Das emendas que precisam da aprovação de 3/4 da bancada, uma trata da construção e melhorias para habitação popular, outra reivindica a construção de centros culturais, uma terceira beneficia o esporte. Outra trata de canalização de córregos e a quinta emenda prevê obras na BR-153 no trecho da BR-376 até Alto do Amparo.
O deputado federal Roque Zimmermann, o padre Roque (PT), não gostou da destinação de seis emendas para rodovias. Elas atendem aos grandes interesses do governo do Estado que quer estrada para amanhã ou depois privatizar, criticou. Mas o grupo que tem mais acesso às decisões, maior força e se articula mais é o grupo que representa o governo do Estado, lamentou. A bancada do Paraná tem apenas sete deputados que fazem oposição ao governo: três do PT, três do PMDB e um do PCdoB.
Para padre Roque, os deputados poderiam ter dado mais ênfase à área social.
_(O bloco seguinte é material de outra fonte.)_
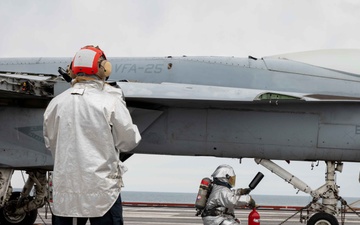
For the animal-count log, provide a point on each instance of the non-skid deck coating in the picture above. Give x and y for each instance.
(139, 215)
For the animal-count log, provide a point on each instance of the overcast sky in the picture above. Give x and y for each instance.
(187, 27)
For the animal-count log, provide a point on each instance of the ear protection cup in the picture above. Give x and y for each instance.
(104, 69)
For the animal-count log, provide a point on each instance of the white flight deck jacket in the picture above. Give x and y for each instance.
(86, 127)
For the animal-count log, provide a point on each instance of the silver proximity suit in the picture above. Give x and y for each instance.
(221, 204)
(86, 128)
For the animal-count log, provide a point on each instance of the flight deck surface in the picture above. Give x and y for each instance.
(185, 216)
Advogo mais atenção para a saúde e agricultura, defendeu. Segundo ele, houve consenso para emendas na área de saúde e uma delas, no valor de R$ 20 milhões, irá beneficiar as Santas Casas de Misericórdia e outros hospitais em praticamente todo o Estado. Acho até que dava para ter pleiteado 30, 35 milhões porque depois o governo corta mesmo, disse o deputado.
Segundo ele, não existe um valor mínimo nem máximo na apresentação das emendas coletivas. Mas tomamos o cuidado para não extrapolar de todo para que a emenda não seja desconsiderada, argumentou. Em média, de acordo com o deputado, o valor de cada emenda da bancada do Paraná ficará entre R$ 10 milhões e R$ 15 milhões. No orçamento deste ano, padre Roque calcula que o governo federal deixou de cumprir a metade das emendas aprovadas para o Estado.
O coordenador da bancada do Paraná, deputado José Borba (PTB), não comunga do mesmo pensamento de padre Roque em relação à falta de emendas na área social. Acho que chegamos a um acordo que contemplasse todos os segmentos possíveis, sem arranhar interesses deste ou daquele grupo e o Paraná saiu vencedor, afirmou. Para ele, o clima da bancada é pacífico e não deverá haver alterações hoje em relação ao que ficou definido na reunião de ontem.
A desarmonia, segundo o deputado, está em conciliar valores. Nós, deputados, queremos que os valores sejam maiores, mas o governo federal quer que eles sejam reduzidos, em função da crise e do ajuste. Nossos pleitos são justos, há demanda justificável, mas vamos tentar estabelecer critérios de equilíbrio entre os dois segmentos, afirmou. Segundo Borba, os valores serão defendidos na votação.
Além das emendas coletivas, existem as emendas ao orçamento individuais. Cada bancada tem direito de apresentar 20 emendas, no valor de até R$ 1,5 milhão cada uma. O prazo para apresentação das emendas individuais, também conhecida por paroquiais - para atendimento das bases dos parlamentares - também termina amanhã.